Saturday, June 27, 2009

31. Wild Rice and Mushroom Soup

My family is doing the Kathy Freston 21 Day Quantum Wellness Cleanse. We are eliminating alcohol, caffeine, sugar, gluten, and animal products from our diet for 3 weeks. This presents some challenges, but we’re managing. This Cleanse requires really thinking about what we’re eating—and reading labels on everything. This week’s recipe is from the Cooking Light Soup cook book. I had to make some changes so that we could stick to our wellness cleanse.

Wild Rice and Mushroom Soup

2 teaspoons butter
½ cup chopped carrot (about 2 medium carrot)
1 large onion, chopped
2 celery stalks, thinly sliced (about ¾ cup)
1 (8 oz) package pre-sliced mushrooms
1 teaspoon chopped fresh or ¼ teaspoon dried rosemary
¼ teaspoon black pepper
3 garlic cloves, minced
2 (14 oz) cans fat-free, less-sodium chicken broth
1 cup uncooked wild rice
1/3 cup all purpose flour
2 ¾ 2% reduced fat milk
2 tablespoons dry sherry
¾ teaspoons salt

1. Melt butter in a Dutch oven over medium high heat.
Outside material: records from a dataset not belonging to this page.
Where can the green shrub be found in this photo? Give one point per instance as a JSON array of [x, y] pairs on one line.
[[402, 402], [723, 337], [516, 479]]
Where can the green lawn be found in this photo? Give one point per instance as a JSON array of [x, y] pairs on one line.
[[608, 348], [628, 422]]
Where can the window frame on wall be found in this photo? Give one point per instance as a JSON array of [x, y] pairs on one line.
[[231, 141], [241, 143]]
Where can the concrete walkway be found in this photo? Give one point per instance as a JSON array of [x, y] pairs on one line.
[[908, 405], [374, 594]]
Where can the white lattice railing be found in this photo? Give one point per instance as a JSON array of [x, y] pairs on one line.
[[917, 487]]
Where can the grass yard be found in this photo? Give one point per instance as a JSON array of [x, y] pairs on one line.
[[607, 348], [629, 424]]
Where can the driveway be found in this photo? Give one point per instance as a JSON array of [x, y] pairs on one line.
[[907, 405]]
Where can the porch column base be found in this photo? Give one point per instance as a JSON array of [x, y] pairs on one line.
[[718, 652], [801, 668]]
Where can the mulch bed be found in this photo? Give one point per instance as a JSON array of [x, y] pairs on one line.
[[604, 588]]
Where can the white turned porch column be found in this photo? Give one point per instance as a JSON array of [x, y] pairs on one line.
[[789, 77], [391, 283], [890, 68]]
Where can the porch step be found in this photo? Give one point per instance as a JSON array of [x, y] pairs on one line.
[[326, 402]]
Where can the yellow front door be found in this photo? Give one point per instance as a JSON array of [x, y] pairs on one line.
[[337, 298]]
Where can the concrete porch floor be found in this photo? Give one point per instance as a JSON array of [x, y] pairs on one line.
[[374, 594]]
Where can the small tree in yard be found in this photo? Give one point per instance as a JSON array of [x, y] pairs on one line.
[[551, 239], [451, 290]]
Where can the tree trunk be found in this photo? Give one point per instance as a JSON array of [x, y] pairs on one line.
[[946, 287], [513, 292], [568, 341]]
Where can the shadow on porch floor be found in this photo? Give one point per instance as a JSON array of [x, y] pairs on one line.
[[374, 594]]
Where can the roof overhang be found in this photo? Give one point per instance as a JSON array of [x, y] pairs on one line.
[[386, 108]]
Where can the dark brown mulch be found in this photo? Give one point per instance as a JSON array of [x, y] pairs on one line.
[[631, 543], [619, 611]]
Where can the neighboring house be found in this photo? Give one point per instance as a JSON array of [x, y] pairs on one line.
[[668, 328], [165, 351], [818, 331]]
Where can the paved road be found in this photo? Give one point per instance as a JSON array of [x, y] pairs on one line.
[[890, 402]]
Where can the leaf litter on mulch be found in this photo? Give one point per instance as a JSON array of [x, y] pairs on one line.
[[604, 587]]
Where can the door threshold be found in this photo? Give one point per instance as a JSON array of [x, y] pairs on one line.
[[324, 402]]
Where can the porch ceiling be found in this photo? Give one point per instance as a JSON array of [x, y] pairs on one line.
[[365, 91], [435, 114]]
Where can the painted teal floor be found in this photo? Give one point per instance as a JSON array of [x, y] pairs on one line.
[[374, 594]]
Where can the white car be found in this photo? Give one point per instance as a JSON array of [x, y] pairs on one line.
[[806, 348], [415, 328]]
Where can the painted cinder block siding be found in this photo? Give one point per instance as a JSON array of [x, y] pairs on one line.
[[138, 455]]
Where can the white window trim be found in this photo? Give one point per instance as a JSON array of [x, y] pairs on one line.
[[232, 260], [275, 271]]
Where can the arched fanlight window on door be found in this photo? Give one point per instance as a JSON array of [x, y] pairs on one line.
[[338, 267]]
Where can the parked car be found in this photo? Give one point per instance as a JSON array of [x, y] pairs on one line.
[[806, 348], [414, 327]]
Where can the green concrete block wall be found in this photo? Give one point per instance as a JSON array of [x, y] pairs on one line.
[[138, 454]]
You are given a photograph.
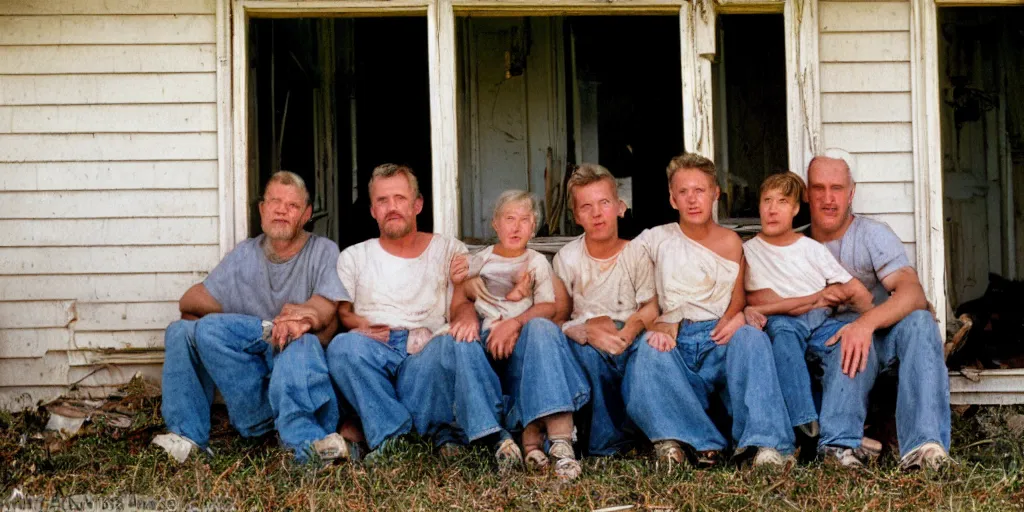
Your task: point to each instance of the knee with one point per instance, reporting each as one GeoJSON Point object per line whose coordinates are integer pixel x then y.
{"type": "Point", "coordinates": [178, 335]}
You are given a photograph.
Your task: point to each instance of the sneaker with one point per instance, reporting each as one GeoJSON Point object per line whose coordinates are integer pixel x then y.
{"type": "Point", "coordinates": [566, 466]}
{"type": "Point", "coordinates": [928, 456]}
{"type": "Point", "coordinates": [332, 448]}
{"type": "Point", "coordinates": [670, 453]}
{"type": "Point", "coordinates": [846, 457]}
{"type": "Point", "coordinates": [508, 454]}
{"type": "Point", "coordinates": [771, 457]}
{"type": "Point", "coordinates": [452, 450]}
{"type": "Point", "coordinates": [176, 445]}
{"type": "Point", "coordinates": [810, 429]}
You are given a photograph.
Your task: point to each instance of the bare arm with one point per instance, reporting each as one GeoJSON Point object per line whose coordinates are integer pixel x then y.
{"type": "Point", "coordinates": [197, 302]}
{"type": "Point", "coordinates": [907, 296]}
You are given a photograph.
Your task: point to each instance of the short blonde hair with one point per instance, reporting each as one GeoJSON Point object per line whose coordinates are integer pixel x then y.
{"type": "Point", "coordinates": [691, 161]}
{"type": "Point", "coordinates": [786, 182]}
{"type": "Point", "coordinates": [586, 174]}
{"type": "Point", "coordinates": [291, 179]}
{"type": "Point", "coordinates": [390, 170]}
{"type": "Point", "coordinates": [509, 197]}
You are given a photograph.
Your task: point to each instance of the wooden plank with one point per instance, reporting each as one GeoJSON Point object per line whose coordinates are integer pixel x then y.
{"type": "Point", "coordinates": [127, 288]}
{"type": "Point", "coordinates": [22, 397]}
{"type": "Point", "coordinates": [103, 204]}
{"type": "Point", "coordinates": [108, 259]}
{"type": "Point", "coordinates": [37, 7]}
{"type": "Point", "coordinates": [883, 167]}
{"type": "Point", "coordinates": [107, 58]}
{"type": "Point", "coordinates": [442, 53]}
{"type": "Point", "coordinates": [868, 137]}
{"type": "Point", "coordinates": [902, 223]}
{"type": "Point", "coordinates": [864, 16]}
{"type": "Point", "coordinates": [33, 342]}
{"type": "Point", "coordinates": [119, 340]}
{"type": "Point", "coordinates": [160, 29]}
{"type": "Point", "coordinates": [48, 313]}
{"type": "Point", "coordinates": [865, 107]}
{"type": "Point", "coordinates": [109, 175]}
{"type": "Point", "coordinates": [110, 118]}
{"type": "Point", "coordinates": [865, 47]}
{"type": "Point", "coordinates": [87, 89]}
{"type": "Point", "coordinates": [865, 77]}
{"type": "Point", "coordinates": [884, 198]}
{"type": "Point", "coordinates": [125, 316]}
{"type": "Point", "coordinates": [50, 370]}
{"type": "Point", "coordinates": [108, 146]}
{"type": "Point", "coordinates": [803, 79]}
{"type": "Point", "coordinates": [109, 231]}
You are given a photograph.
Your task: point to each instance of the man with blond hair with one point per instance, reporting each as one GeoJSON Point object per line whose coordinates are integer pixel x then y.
{"type": "Point", "coordinates": [610, 288]}
{"type": "Point", "coordinates": [254, 329]}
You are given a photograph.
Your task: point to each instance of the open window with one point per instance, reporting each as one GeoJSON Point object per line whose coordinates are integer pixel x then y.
{"type": "Point", "coordinates": [539, 94]}
{"type": "Point", "coordinates": [330, 98]}
{"type": "Point", "coordinates": [750, 112]}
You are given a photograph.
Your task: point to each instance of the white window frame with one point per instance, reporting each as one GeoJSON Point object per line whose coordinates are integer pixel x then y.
{"type": "Point", "coordinates": [697, 37]}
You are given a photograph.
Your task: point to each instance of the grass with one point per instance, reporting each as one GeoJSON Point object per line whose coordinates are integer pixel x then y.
{"type": "Point", "coordinates": [257, 475]}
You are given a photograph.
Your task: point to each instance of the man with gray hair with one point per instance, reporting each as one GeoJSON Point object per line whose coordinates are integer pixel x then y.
{"type": "Point", "coordinates": [254, 330]}
{"type": "Point", "coordinates": [898, 335]}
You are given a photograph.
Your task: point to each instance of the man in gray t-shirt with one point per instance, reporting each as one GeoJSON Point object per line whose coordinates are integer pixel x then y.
{"type": "Point", "coordinates": [898, 335]}
{"type": "Point", "coordinates": [254, 329]}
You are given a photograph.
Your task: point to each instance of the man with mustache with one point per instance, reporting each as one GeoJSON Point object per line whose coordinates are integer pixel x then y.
{"type": "Point", "coordinates": [394, 368]}
{"type": "Point", "coordinates": [265, 370]}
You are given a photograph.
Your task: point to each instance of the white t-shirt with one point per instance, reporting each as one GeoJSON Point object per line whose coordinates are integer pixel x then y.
{"type": "Point", "coordinates": [693, 283]}
{"type": "Point", "coordinates": [799, 269]}
{"type": "Point", "coordinates": [500, 275]}
{"type": "Point", "coordinates": [400, 293]}
{"type": "Point", "coordinates": [612, 287]}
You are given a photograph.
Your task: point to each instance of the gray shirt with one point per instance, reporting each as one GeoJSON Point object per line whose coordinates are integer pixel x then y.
{"type": "Point", "coordinates": [869, 251]}
{"type": "Point", "coordinates": [247, 283]}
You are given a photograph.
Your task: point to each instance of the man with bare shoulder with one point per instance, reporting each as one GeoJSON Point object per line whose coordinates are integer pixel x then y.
{"type": "Point", "coordinates": [254, 329]}
{"type": "Point", "coordinates": [898, 335]}
{"type": "Point", "coordinates": [610, 288]}
{"type": "Point", "coordinates": [700, 348]}
{"type": "Point", "coordinates": [410, 358]}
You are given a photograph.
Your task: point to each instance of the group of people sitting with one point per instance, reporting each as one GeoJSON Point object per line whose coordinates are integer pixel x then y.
{"type": "Point", "coordinates": [685, 337]}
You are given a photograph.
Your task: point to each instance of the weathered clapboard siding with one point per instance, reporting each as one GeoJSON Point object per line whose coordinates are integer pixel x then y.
{"type": "Point", "coordinates": [110, 184]}
{"type": "Point", "coordinates": [864, 52]}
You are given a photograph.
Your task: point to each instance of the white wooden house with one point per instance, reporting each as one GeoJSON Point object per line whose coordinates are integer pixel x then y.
{"type": "Point", "coordinates": [129, 158]}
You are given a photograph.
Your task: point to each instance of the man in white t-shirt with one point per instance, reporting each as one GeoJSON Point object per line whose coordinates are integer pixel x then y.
{"type": "Point", "coordinates": [801, 272]}
{"type": "Point", "coordinates": [610, 286]}
{"type": "Point", "coordinates": [700, 348]}
{"type": "Point", "coordinates": [392, 368]}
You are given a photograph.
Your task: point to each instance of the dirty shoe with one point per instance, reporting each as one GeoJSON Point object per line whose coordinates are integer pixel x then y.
{"type": "Point", "coordinates": [332, 448]}
{"type": "Point", "coordinates": [176, 445]}
{"type": "Point", "coordinates": [566, 467]}
{"type": "Point", "coordinates": [928, 456]}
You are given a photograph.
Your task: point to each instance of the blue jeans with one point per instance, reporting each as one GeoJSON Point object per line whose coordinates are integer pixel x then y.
{"type": "Point", "coordinates": [261, 389]}
{"type": "Point", "coordinates": [795, 340]}
{"type": "Point", "coordinates": [448, 391]}
{"type": "Point", "coordinates": [542, 377]}
{"type": "Point", "coordinates": [668, 393]}
{"type": "Point", "coordinates": [607, 425]}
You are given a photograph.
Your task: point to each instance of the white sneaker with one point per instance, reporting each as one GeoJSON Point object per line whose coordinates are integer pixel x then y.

Add carrot and next 6 ingredients; sauté 8 minutes or until tender. Stir in broth, scraping pan to loosen browned bits. Stir in rice; bring to a boil. Cover, reduce heat and simmer 1 hour and 15 minutes or until rice is tender.
2. Lightly spoon flour into a dry measuring cup; level with a knife. Combine flour and milk in a small bowl, stirring with a whisk. Add to soup mixture. Cook over medium heat 10 minutes or until thick, stirring frequently. Stir in sherry and salt. Yield:8 1 cup servings

Changes and Shortcuts:
I used the following substitutions:
Butter = vegan butter
Chicken broth = vegetable broth
Flour = potato starch (you can’t use equal parts, you must use less—the package should have the equivalent)
Milk = rice milk
Sherry = cooking wine

I wouldn’t have been able to make this after work, so I did step one in the morning and just finished the soup when I got home.


Results: Not bad for an experiment. This tasted ok when freshly made, but not that great left over.